Feature-encoder-free ImageNet training

Develop a Drifting Model training procedure that succeeds on ImageNet 256×256 without relying on an external feature encoder by constructing a kernel or representation that effectively measures sample similarity directly in the generator’s output space (either SD‑VAE latent space or pixel space), thereby enabling the drifting field to function without auxiliary features.

Background

The paper’s best results rely on computing the drifting loss in a learned feature space (e.g., ResNet-style encoders pre-trained via MAE, MoCo, or SimCLR). These features improve the kernel’s ability to capture semantic similarity, which in turn stabilizes and strengthens training.
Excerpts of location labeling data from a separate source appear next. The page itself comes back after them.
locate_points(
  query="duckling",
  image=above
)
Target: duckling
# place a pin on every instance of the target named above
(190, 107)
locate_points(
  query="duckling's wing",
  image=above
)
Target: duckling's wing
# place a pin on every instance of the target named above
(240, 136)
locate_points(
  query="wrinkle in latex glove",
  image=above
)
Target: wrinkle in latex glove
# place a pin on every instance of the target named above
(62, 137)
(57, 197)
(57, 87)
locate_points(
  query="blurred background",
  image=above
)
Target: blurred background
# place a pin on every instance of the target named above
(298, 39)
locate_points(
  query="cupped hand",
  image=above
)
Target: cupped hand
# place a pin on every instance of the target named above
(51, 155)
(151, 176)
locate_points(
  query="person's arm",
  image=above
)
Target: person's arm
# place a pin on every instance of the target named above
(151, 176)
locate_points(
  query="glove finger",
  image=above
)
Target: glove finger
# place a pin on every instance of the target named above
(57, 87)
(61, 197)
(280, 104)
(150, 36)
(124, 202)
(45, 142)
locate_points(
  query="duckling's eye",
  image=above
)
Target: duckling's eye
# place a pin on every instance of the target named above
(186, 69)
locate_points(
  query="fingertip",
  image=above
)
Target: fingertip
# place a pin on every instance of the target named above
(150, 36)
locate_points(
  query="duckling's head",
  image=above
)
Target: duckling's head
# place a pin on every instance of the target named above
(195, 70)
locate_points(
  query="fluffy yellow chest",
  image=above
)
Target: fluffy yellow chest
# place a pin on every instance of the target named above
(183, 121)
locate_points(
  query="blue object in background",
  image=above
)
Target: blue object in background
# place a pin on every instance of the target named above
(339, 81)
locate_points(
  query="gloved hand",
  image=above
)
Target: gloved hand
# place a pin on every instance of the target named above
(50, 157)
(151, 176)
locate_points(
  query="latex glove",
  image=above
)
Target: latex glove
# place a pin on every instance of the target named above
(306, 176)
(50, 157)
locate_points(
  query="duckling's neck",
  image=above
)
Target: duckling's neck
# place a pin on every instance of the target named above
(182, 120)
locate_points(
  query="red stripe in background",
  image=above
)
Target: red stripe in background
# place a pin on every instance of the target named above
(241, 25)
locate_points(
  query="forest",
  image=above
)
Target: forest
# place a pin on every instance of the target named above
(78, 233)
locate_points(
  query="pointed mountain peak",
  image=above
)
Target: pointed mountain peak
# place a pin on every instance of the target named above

The authors report that removing the feature encoder caused failures on ImageNet, suggesting that effective similarity measurement in raw latent/pixel spaces is currently insufficient. Resolving this would broaden applicability and simplify the training pipeline.

References

On the other hand, we report that we were unable to make our method work on ImageNet without a feature encoder. In this case, the kernel may fail to effectively describe similarity, even in the presence of a latent VAE. We leave further study of this limitation for future work.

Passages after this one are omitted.